Lecture et signature de “Big Bang” le 27 novembre 2019 à la librairie Albin Michel - © alain martin
“Big Bang” est paru
Entre l'éclair et le berceau…
2019 - Paris (France)

Confrontée au deuil de son père en même temps qu’elle attend son deuxième enfant en 2004-2005, Irène Jacob revient sur cette période qui lui inspire une fiction qui comporte des éléments d'inspiration autobiographique.

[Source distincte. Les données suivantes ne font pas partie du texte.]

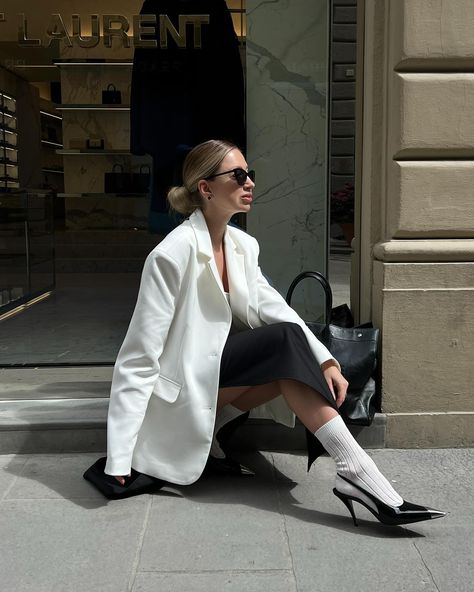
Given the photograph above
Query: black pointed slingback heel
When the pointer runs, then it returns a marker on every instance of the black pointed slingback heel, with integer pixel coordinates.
(348, 492)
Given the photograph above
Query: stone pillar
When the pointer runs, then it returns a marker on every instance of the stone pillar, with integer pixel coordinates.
(417, 215)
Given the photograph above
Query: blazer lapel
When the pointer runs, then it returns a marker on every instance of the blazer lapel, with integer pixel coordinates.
(238, 287)
(204, 245)
(235, 262)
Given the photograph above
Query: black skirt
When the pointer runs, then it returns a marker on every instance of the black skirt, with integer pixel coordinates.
(262, 355)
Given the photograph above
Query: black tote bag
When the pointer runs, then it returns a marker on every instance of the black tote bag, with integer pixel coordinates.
(355, 348)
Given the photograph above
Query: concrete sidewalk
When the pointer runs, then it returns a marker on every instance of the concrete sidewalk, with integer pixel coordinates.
(281, 531)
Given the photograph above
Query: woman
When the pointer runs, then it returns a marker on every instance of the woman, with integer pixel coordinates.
(209, 337)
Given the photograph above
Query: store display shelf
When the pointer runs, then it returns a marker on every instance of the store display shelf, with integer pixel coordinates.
(93, 62)
(48, 114)
(8, 129)
(51, 144)
(92, 107)
(91, 151)
(5, 111)
(102, 195)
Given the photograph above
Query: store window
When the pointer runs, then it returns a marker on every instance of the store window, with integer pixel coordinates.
(102, 108)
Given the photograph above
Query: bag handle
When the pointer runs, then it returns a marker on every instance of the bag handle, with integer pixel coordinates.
(322, 280)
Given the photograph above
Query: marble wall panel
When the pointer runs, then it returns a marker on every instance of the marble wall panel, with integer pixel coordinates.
(287, 69)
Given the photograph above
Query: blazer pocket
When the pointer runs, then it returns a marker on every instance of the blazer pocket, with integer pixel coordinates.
(166, 389)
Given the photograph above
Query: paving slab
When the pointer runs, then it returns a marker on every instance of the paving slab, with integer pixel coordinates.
(50, 476)
(282, 530)
(224, 581)
(10, 467)
(58, 545)
(217, 525)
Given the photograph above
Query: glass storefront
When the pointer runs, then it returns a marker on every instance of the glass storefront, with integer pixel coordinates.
(98, 112)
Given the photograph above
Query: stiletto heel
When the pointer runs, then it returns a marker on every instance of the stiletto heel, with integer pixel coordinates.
(347, 502)
(348, 491)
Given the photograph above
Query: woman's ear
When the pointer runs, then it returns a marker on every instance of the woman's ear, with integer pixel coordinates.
(204, 188)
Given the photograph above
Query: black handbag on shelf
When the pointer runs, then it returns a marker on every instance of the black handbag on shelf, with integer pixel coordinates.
(111, 96)
(141, 181)
(355, 348)
(119, 181)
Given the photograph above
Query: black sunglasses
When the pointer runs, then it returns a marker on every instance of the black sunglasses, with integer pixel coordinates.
(239, 174)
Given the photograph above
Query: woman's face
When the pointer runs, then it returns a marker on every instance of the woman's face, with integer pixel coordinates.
(227, 196)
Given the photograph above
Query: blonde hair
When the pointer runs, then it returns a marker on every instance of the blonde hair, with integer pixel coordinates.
(203, 160)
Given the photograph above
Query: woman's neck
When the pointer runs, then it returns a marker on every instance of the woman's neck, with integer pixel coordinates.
(217, 227)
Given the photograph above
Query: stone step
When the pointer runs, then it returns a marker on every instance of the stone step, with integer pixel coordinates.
(47, 410)
(97, 265)
(79, 425)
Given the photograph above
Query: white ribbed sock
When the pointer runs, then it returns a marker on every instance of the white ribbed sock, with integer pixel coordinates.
(225, 414)
(354, 463)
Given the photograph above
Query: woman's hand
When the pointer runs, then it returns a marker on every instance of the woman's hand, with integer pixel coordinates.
(336, 381)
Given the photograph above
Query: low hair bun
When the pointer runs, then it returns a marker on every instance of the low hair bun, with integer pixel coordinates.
(181, 200)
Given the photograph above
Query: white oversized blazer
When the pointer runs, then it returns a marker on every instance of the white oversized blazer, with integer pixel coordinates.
(165, 380)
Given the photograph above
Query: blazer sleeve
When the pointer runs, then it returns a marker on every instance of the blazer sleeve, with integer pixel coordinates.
(137, 365)
(272, 308)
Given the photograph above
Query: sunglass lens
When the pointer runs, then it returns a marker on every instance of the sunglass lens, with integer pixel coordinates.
(241, 176)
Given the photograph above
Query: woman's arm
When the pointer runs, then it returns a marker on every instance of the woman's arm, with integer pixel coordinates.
(137, 366)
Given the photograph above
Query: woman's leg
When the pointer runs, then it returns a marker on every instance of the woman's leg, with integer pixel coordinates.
(308, 405)
(326, 424)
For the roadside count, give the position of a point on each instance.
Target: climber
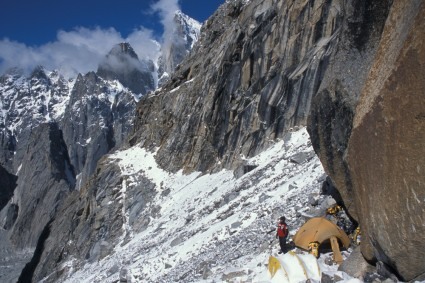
(282, 234)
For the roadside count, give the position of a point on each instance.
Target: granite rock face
(34, 203)
(250, 78)
(367, 129)
(93, 221)
(7, 186)
(123, 64)
(179, 41)
(387, 144)
(351, 70)
(93, 112)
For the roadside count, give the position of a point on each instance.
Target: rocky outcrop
(95, 110)
(178, 42)
(34, 202)
(96, 219)
(250, 78)
(25, 103)
(7, 186)
(123, 64)
(387, 144)
(371, 147)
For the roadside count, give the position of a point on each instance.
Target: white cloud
(76, 51)
(80, 50)
(166, 10)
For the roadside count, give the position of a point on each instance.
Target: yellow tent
(319, 230)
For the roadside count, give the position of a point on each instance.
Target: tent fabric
(319, 229)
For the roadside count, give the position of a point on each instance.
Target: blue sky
(75, 35)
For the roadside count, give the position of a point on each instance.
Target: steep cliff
(387, 144)
(7, 186)
(261, 69)
(250, 78)
(367, 129)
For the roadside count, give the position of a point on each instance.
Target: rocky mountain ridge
(260, 70)
(75, 121)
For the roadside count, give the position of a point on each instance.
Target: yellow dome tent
(320, 229)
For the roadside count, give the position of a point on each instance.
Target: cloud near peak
(82, 49)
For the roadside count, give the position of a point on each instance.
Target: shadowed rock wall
(371, 144)
(387, 146)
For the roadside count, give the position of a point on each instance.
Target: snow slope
(212, 227)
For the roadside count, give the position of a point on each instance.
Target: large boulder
(367, 127)
(387, 146)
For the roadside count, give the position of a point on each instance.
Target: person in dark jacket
(282, 234)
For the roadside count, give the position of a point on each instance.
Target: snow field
(213, 227)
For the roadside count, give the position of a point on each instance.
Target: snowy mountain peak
(177, 45)
(123, 49)
(123, 64)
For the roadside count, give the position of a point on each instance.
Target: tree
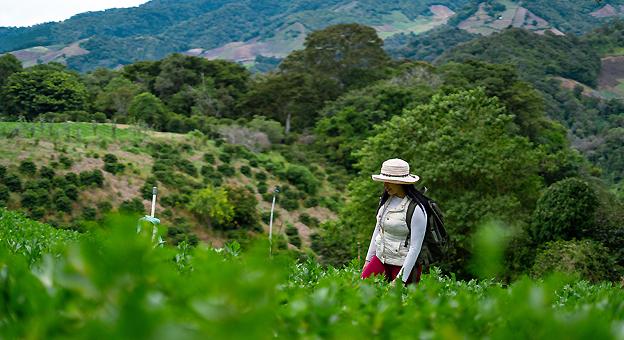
(116, 97)
(349, 54)
(467, 152)
(34, 92)
(291, 98)
(211, 206)
(565, 211)
(147, 108)
(9, 64)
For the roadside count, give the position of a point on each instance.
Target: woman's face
(394, 189)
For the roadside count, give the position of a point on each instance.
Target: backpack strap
(408, 219)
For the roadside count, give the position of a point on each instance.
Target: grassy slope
(86, 144)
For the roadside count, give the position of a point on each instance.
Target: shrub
(225, 157)
(245, 207)
(27, 168)
(66, 161)
(262, 187)
(94, 177)
(72, 178)
(293, 235)
(146, 189)
(62, 203)
(302, 178)
(71, 191)
(308, 220)
(187, 167)
(89, 213)
(211, 205)
(4, 194)
(13, 183)
(245, 170)
(32, 198)
(585, 258)
(289, 204)
(311, 202)
(209, 158)
(226, 170)
(46, 172)
(132, 206)
(261, 176)
(565, 211)
(104, 207)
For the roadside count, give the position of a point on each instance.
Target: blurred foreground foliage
(115, 284)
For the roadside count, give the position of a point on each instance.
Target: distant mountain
(241, 30)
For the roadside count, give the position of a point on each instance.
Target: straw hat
(395, 171)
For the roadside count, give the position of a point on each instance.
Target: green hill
(244, 30)
(72, 174)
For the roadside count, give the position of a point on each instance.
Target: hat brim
(410, 179)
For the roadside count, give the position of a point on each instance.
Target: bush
(27, 168)
(63, 203)
(148, 186)
(293, 235)
(71, 191)
(565, 211)
(209, 158)
(226, 170)
(89, 213)
(104, 207)
(302, 178)
(5, 193)
(133, 206)
(261, 176)
(262, 187)
(308, 220)
(311, 202)
(225, 157)
(245, 208)
(211, 205)
(94, 177)
(13, 183)
(289, 204)
(187, 167)
(66, 161)
(46, 172)
(245, 170)
(585, 258)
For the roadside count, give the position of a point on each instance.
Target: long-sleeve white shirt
(417, 235)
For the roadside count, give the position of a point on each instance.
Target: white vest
(390, 241)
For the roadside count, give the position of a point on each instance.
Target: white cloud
(31, 12)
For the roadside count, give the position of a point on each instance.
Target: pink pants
(376, 267)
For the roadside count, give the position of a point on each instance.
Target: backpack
(436, 241)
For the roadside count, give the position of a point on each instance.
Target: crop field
(116, 284)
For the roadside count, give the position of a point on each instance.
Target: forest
(488, 139)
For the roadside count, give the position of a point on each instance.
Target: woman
(391, 252)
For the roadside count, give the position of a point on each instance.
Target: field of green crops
(115, 284)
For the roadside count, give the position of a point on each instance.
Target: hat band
(387, 175)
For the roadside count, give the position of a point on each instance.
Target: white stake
(154, 192)
(271, 222)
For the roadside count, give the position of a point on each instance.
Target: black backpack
(436, 241)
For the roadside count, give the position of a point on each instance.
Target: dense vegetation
(483, 136)
(115, 284)
(158, 28)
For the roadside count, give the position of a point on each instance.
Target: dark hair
(410, 190)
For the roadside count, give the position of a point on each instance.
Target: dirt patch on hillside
(611, 72)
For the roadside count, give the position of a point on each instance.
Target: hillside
(244, 30)
(72, 174)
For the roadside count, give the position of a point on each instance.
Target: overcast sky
(30, 12)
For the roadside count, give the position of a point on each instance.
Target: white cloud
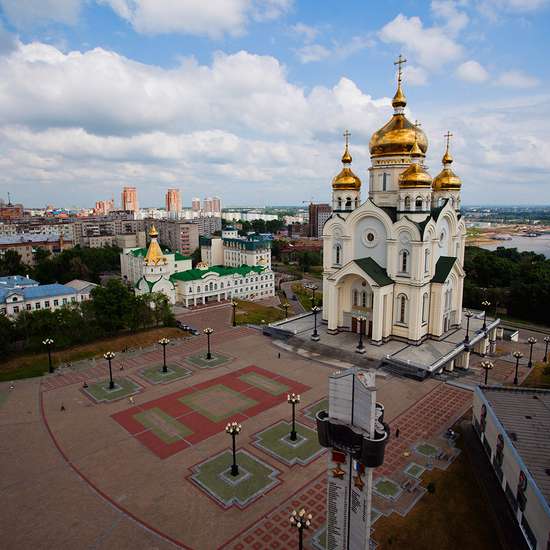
(27, 13)
(431, 47)
(197, 17)
(517, 79)
(472, 71)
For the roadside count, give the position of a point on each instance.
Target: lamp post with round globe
(233, 429)
(48, 342)
(300, 520)
(531, 341)
(208, 331)
(164, 342)
(518, 355)
(110, 356)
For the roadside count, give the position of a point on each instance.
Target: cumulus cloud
(517, 79)
(432, 47)
(472, 71)
(28, 13)
(212, 18)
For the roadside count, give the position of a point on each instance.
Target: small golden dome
(414, 176)
(447, 180)
(346, 179)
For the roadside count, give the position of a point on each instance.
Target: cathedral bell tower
(346, 186)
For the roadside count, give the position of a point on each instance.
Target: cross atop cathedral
(399, 62)
(347, 135)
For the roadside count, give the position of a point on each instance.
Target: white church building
(394, 258)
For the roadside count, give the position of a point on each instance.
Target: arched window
(404, 261)
(338, 254)
(425, 308)
(402, 305)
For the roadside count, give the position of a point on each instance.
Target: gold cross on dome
(347, 135)
(400, 61)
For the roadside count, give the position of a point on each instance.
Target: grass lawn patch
(454, 516)
(154, 375)
(36, 364)
(100, 392)
(253, 313)
(276, 441)
(256, 478)
(539, 377)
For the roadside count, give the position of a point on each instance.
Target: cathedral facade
(393, 264)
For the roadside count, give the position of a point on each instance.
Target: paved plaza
(150, 468)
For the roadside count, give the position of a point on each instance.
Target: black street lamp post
(486, 366)
(233, 429)
(362, 323)
(315, 334)
(531, 341)
(48, 342)
(234, 306)
(485, 304)
(300, 520)
(518, 355)
(468, 314)
(208, 331)
(110, 356)
(164, 342)
(293, 399)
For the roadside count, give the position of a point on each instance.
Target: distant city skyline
(249, 102)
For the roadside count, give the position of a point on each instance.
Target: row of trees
(515, 282)
(74, 263)
(113, 308)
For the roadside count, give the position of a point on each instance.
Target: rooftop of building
(525, 416)
(195, 274)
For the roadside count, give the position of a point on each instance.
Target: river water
(540, 245)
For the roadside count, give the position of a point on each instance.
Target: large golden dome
(397, 137)
(346, 179)
(414, 177)
(447, 180)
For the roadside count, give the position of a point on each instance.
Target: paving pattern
(203, 409)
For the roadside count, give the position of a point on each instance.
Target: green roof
(374, 271)
(195, 274)
(443, 268)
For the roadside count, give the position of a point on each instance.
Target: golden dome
(414, 176)
(346, 179)
(447, 180)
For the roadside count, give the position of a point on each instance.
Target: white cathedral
(393, 265)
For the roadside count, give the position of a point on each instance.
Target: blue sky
(248, 99)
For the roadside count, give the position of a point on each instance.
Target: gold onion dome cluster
(447, 180)
(346, 179)
(398, 136)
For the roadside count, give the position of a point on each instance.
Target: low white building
(513, 425)
(19, 294)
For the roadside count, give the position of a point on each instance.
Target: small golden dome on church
(414, 176)
(346, 179)
(447, 180)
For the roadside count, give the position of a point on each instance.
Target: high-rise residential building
(318, 215)
(129, 199)
(216, 205)
(173, 200)
(207, 205)
(102, 208)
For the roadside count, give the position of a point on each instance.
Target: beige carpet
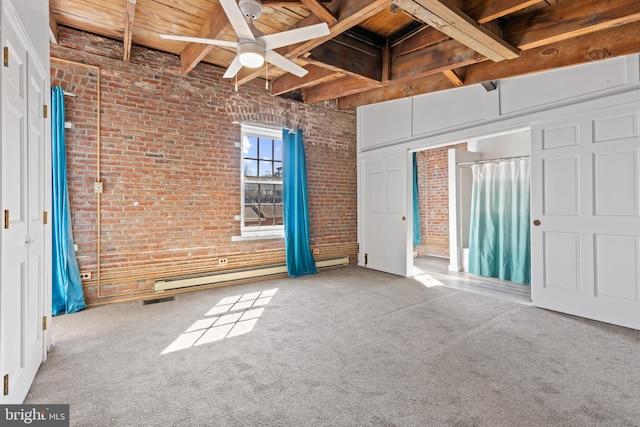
(345, 347)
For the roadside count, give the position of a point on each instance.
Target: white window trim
(264, 232)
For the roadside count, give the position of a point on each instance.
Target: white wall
(512, 144)
(34, 16)
(471, 113)
(465, 113)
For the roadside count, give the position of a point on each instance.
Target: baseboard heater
(233, 275)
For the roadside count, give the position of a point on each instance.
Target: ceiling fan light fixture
(251, 54)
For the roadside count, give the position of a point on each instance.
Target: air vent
(157, 300)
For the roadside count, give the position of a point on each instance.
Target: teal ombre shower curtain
(499, 234)
(295, 210)
(417, 235)
(67, 296)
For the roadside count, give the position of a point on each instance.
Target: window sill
(249, 237)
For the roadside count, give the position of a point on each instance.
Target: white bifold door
(585, 190)
(22, 278)
(384, 213)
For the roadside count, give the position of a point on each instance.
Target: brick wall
(433, 188)
(169, 165)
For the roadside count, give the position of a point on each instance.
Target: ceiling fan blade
(233, 69)
(285, 38)
(200, 40)
(238, 22)
(284, 63)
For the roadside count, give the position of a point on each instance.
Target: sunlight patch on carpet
(231, 317)
(425, 278)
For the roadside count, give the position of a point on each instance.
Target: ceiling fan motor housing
(250, 53)
(250, 8)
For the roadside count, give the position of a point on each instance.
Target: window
(261, 182)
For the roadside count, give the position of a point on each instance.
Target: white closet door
(21, 260)
(384, 212)
(586, 197)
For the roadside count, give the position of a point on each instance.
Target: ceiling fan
(252, 46)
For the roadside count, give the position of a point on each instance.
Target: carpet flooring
(345, 347)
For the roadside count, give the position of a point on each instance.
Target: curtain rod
(473, 162)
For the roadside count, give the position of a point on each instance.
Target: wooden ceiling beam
(350, 14)
(321, 12)
(567, 20)
(215, 27)
(53, 27)
(613, 42)
(426, 37)
(457, 25)
(447, 55)
(346, 85)
(129, 17)
(483, 11)
(288, 82)
(427, 84)
(287, 3)
(453, 78)
(353, 56)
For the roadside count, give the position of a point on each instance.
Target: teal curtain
(417, 235)
(67, 296)
(499, 233)
(296, 214)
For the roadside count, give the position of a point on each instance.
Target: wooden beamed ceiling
(377, 50)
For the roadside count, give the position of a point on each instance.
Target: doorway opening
(444, 204)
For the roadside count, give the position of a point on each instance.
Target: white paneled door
(21, 260)
(384, 213)
(585, 179)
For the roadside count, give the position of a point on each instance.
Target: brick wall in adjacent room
(433, 188)
(169, 164)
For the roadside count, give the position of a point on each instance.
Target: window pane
(277, 194)
(266, 194)
(250, 168)
(277, 150)
(251, 217)
(250, 147)
(277, 169)
(266, 168)
(267, 214)
(278, 217)
(266, 148)
(251, 193)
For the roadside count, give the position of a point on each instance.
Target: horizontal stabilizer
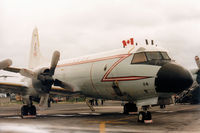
(5, 63)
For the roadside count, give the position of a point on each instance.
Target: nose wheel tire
(142, 116)
(26, 111)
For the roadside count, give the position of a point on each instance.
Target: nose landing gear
(145, 116)
(29, 110)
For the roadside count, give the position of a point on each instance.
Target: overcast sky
(81, 27)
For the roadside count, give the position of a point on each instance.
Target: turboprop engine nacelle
(43, 81)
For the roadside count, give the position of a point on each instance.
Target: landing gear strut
(144, 116)
(28, 110)
(130, 107)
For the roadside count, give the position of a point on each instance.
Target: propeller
(46, 78)
(5, 63)
(198, 72)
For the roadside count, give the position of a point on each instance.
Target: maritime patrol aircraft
(142, 75)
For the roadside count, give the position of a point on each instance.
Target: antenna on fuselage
(126, 42)
(152, 43)
(146, 41)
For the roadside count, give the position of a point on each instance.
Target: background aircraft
(142, 75)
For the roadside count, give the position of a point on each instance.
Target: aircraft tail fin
(35, 57)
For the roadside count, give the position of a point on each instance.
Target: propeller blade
(54, 62)
(197, 61)
(28, 73)
(5, 63)
(44, 99)
(63, 85)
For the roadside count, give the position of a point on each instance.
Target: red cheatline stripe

Paru début novembre 2019 chez Albin Michel.

Fin mai 2019, Irène Jacob confiait à son éditeur le manuscrit d'un premier livre : “L’Eclair et le Berceau”. Suivit une phase de réécriture, pour une sortie à la rentrée, sous le titre définitif : “Big bang”.
Une fiction pour laquelle, elle précisait : « D’un côté c’est autobiographique, puisque tout ce que je raconte est vécu, mais d’un autre côté c’est romancé, puisque ce ne s’est pas passé exactement comme cela… ». Effectivement, le titre de travail colle au sujet : les impressions laissées par une période bien particulière de la vie de la comédienne : alors que son père mourait (Maurice Jacob, physicien quantique au CERN de Genève), elle attendait dans le même temps son deuxième enfant [NDLR : ce qui ne l’empêchait pas d’être sur scène dans les Variations Darwin, avec un costume adapté aux circonstances…]
Quelques dates et articles :

Rdv pour la signature du livre Irène Jacob, le 26 janvier 2020 à Nîmes dans le cadre du Festival de la Biographie



> Compte-rendu lecture à la Librairie Albin Michel, 27/11/2019



A découvrir aussi sur le Web :

> Livre coup de coeur, France Bleu, 06/11/2019

> “Sur la Terre comme au Ciel”, par Bernard Pivot, JDD, 03/11/2019

> “"Je dois faire un effort constant pour toucher le sol", Le Figaro, 19/11/2019

> Irène avec Philippe Forest, RCF, 11 novembre à 11h

> Irène évoque sa madeleine : “le kouglof” sur France Culture12h, 24/11/2019 (3 minutes)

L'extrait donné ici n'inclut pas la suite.